Leonardo Sciascia e le arti figurative, a Racalmuto una mostra di foto inedite
Ventisette istantanee, tutte in bianco e nero, che raccontano la passione per le immagini e la profonda conoscenza della pittura e della grafica coltivate dallo scrittore di origini agrigentine, del quale ricorre il centenario della nascita
La fotografia come strumento per cristallizzare la realtà, in una sintesi tra passato, presente e futuro che fissa donne e uomini, paesaggi, animali e momenti di vita familiare.
Leonardo Sciascia, tra i massimi intellettuali italiani di tutti i tempi, finissimo autore, fu un grande appassionato di arti figurative, anche se in pochi sono a conoscenza del suo amore per la macchina fotografica.
Una lacuna che, in occasione dell’approssimarsi del centesimo anniversario della nascita dello scrittore originario di Racalmuto, in provincia di Agrigento – che gli diede i natali l’8 gennaio del 1921 – la Fondazione a lui dedicata ha provveduto a colmare con una mostra, intitolata “Leonardo Sciascia e la fotografia“, curata da Diego Mormorio, storico, critico della fotografia e saggista.
Inaugurata lo scorso 19 settembre alla presenza, tra gli altri, del presidente della Camera Roberto Fico presso la sede della Fondazione, in viale della Vittoria nel Comune akragantino, l’esposizione rimarrà visitabile fino al 20 febbraio prossimo : ventisette istantanee in tutto, rigorosamente in bianco e nero, mai rese pubbliche ad oggi, che raccontano la voglia di rinascita della società dopo il secondo conflitto mondiale, tra simmetrie e prospettive che rivelano la grande maestria tecnica dell’autore di Todo Modo e de Il giorno della civetta non solo in tema di immagini, ma anche di pittura e grafica.
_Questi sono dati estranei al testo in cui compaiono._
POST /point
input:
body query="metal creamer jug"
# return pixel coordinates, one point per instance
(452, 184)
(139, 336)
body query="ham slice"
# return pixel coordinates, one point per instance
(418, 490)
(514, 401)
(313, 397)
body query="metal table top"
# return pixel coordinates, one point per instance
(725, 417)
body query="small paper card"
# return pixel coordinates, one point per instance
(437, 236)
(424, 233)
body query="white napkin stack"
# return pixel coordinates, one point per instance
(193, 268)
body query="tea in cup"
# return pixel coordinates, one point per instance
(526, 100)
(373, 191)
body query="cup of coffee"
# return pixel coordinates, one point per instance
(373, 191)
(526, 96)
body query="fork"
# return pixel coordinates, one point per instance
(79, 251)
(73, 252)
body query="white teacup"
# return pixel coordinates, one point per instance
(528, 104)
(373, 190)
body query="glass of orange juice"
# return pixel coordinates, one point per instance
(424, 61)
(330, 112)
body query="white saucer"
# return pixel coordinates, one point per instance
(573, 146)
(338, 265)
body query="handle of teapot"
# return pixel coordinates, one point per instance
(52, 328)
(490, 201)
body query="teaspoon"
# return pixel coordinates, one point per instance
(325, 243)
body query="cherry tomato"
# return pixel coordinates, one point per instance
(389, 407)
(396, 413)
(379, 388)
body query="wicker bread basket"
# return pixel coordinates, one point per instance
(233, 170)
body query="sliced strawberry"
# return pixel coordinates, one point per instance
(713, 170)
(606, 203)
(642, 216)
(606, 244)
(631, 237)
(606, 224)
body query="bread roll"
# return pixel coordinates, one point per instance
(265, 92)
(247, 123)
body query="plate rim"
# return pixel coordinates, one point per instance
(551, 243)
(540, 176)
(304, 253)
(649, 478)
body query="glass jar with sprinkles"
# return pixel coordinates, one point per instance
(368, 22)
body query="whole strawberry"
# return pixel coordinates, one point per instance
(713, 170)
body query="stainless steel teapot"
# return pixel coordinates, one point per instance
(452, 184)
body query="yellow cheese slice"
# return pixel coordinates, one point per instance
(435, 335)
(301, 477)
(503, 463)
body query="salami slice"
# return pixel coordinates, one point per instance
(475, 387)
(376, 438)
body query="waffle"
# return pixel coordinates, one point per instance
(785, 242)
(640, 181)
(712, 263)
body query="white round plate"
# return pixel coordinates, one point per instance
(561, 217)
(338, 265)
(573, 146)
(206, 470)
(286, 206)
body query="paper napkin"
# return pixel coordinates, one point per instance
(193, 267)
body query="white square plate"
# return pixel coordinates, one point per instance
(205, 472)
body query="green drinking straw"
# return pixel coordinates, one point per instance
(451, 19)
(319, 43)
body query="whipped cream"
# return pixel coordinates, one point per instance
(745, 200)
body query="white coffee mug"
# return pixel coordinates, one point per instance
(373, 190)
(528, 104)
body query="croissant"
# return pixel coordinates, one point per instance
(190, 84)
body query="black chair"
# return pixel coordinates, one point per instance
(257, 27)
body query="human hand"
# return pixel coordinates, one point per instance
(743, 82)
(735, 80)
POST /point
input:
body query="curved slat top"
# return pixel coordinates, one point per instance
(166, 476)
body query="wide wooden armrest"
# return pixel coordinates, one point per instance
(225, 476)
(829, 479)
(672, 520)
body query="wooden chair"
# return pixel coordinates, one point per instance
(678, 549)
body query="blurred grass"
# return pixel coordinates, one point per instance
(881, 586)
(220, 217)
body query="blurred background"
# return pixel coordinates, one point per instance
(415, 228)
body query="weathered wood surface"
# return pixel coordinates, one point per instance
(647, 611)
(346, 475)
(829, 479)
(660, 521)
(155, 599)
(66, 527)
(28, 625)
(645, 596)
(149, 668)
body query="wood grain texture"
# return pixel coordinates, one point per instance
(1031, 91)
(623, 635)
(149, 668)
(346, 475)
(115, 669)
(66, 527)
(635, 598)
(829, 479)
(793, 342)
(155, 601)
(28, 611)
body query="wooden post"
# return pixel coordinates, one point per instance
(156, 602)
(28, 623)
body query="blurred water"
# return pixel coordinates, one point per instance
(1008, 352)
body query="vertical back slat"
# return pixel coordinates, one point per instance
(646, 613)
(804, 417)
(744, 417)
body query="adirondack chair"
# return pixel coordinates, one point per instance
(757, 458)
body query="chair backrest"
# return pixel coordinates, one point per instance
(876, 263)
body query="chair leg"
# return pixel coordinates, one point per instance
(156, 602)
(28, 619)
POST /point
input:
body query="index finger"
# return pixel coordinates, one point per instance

Istituita dal Comune di Racalmuto, la Fondazione, ente morale giurdicamente riconosciuto, custodisce al proprio interno una notevole collezione di ritratti di scrittori, quasi tutte le edizioni italiane e straniere delle opere di Sciascia, le lettere ricevute in mezzo secolo d’attività letteraria e circa duemila volumi della sua biblioteca.
Una testimonianza del valore etico di un letterato di forte impatto, illuminista scettico, voltairiano, che rifiutò sempre le logiche del potere e, per questa ragione fu attaccato dai benepensanti avversi al pensiero libero e irregolare, ma soprattuto fu colui che svelò e descrisse per primo l’antropologia della mafia.
“La fotografia è la forma per eccellenza: colta in un attimo del suo fluido significare, del suo non consistere, la vita improvvisamente e per sempre si ferma, si raggela, assume consistenza, identità, significato” : con queste parole Sciascia sintetizzava l’interesse che nutriva per l’arte fotografica, alla quale attribuiva anche un valore predittivo.
“Una forma che dice il passato, conferisce significato al presente, predice l’avvenire”, spiegava a proposito della fotografia, verità momentanea e soprattutto “verità che contraddice altre verità di altri momenti”.
Una tesi riportata nell’introduzione al catalogo della mostra, edito da Mimesis, che ben si sposa a un famoso brano del Gattopardo, il romanzo capolavoro di Giuseppe Tomasi di Lampedusa, per il quale “in nessun luogo quanto in Sicilia la verità ha vita breve”.
Con lo stesso acume che attraversa le sue opere letterarie, Sciascia fotografò le sagome di due ciclisti sotto gli archi di pietra pericolanti a Randazzo, in provincia di Catania, alcuni adolescenti immersi nella polvere a Racalmuto, abitazioni scavate nella roccia, il porto di Palermo e la laguna di Venezia, l’architettura di Gaudì a Barcellona; e ancora, la moglie e le figlie, città colte in momenti di quiete, una contadina affaccendata a vendere il latte della sua capra casa per casa.
Un racconto che immortala – con riservatezza e, a tratti, anche pudore – gli anni cinquanta attraverso la raffigurazione di un’umanità che appare distante anni luce dal conteporaneo, eppure non priva di tratti universali che la rendono estremamente vicina a chi osserva, al di là delle coordinate spazio – tempo.
“Il brutto che è passato è quasi bello” aveva detto Sciascia ormai al crepuscolo, in una battuta che descrive in modo folgorante il rimpianto per un mondo afono e privo di colori, ma non asettico, anzi sano e semplice, del quale ognuno rimpiange – o vanamente rincorre- ciò che è stato e mai più sarà.